Aujourd’hui, le gérant du « Starter » est accusé d’avoir poussé Renaud à s’alcooliser et d’avoir ainsi précipité sa mort. Après avoir perdu son père, la jeune fille a en effet décidé de porter plainte contre lui. « Ces verres, personne ne les a mis dans sa bouche, reconnaît-elle. Mais il y a des trucs, comme l’ardoise affichant le record, qui incitaient à la surenchère, c’est évident ». Par ailleurs, alors que Renaud enchaînait de plus en plus difficilement ses shooters, le barman lui aurait glissé à l’oreille : « plus que 12 ! ».

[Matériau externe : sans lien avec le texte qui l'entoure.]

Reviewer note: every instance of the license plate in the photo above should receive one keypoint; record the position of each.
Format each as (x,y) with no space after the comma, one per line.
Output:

Une version démentie par la défense
, qui affirme que le gérant a demandé à l’homme de s’arrêter, en vain. « On ne peut pas non plus, quand on est patron d’un établissement, lorsqu’il y a une commande qui est passée, vérifier qui boit quoi, a insisté son avocat. On ne peut pas être derrière chaque client. Il y a une responsabilité des clients et de leur entourage ».
Dans les pages de La Montagne, le gérant veut se dédouaner. « Ces concours, ce n’est pas mon idée. C’est un truc entre mes clients, souvent des jeunes, qui aiment se lancer des challenges de ce style ».

Les barmans responsables des clients ?

« Le simple fait de servir de l'alcool à une personne ivre est une contravention », avait rappelé, à l’époque des faits, la procureure de la République adjointe de Clermont-Ferrand sur le site de France Info. De fait, l’article L3353-2 du Code de la Santé Publique indique que « le fait pour les débitants de boissons de donner à boire à des gens manifestement ivres ou de les recevoir dans leurs établissements est puni de l'amende prévue pour les contraventions de la 4e classe » (à savoir 750 euros maximum).

La qualification des faits en homicide involontaire relève, en revanche, de la non-assistance à personne en danger et de l’incitation à la consommation. Cette interprétation du droit est au cœur du procès qui s’ouvre ce lundi.